The unchanging moon was hidden by clouds. I thought I smelled the scent of rain. All around me the brush rustled as small animals darted away from my footsteps. I ran fast and quiet, wanting to reach the tunnel quickly. I’d know as soon as I entered it whether the passage to the Other Place was even possible without Peter.
If passage was possible, I would only go as far as the tree at the opposite end. From the tree you could see the lights of the city—the city Peter had taken me from all those years ago, the city that seemed to grow and stretch, reaching its fingers out to the tree that had once been miles from its center.
If I saw the city I would know, and I’d be able to return to our tree just as quickly. I was terrified that Peter would wake up and find me gone, and come looking for me. He seemed to be able to sniff you out like an animal if he wanted to find you. I didn’t know what lie I might tell him if he did follow me. He would never believe that I was going to the Other Place to find new boys to play with.
I turned off the path, finding my way despite the lack of moonlight. I’d walked that stretch so many times I was certain I could find it in my sleep.

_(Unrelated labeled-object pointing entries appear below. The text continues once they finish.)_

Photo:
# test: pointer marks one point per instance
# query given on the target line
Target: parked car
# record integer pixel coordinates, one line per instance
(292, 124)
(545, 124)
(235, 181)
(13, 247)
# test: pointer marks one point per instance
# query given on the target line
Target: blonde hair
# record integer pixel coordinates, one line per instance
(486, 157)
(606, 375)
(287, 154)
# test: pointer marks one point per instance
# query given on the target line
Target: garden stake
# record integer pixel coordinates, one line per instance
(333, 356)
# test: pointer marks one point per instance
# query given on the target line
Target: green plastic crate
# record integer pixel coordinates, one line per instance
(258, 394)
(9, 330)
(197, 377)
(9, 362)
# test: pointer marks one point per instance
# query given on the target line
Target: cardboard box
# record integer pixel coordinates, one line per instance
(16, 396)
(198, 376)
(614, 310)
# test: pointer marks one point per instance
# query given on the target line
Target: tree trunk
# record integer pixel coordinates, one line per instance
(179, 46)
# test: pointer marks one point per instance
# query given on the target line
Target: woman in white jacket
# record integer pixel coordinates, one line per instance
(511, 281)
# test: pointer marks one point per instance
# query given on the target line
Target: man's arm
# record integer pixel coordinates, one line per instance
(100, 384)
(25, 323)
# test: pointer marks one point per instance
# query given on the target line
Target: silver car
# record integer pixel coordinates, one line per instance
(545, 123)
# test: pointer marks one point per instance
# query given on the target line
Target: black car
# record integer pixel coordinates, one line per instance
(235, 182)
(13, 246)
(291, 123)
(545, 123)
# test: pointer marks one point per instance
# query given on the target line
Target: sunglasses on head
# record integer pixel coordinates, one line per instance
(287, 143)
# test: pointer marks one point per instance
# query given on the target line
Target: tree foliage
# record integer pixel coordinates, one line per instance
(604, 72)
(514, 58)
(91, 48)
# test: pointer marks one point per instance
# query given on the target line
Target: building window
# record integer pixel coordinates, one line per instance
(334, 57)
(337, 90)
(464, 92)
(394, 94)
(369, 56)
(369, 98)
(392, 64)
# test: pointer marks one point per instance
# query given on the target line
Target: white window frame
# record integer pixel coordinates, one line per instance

And yet when I reached the place where the tree was supposed to be, I thought I’d made a mistake. Because the tree wasn’t there.
It was dark, but even with the dark I should have been able to see the shape of the tree against the sky. The stream that was supposed to bubble nearby was silent, and the ground underfoot was strangely squashy, like the land near the marsh.
I must have walked the wrong way in the dark, and I imagined how Sal would laugh at this after my insistence that she test her memory of the path. Feeling foolish, I started back to retrace my steps when the clouds parted and the moon revealed what had been hidden a moment before.
The tree had been cut down.
In truth, it looked as though it had somehow been torn down. The break in the trunk was less like an axe-chopping and more like it was ripped away by an angry giant.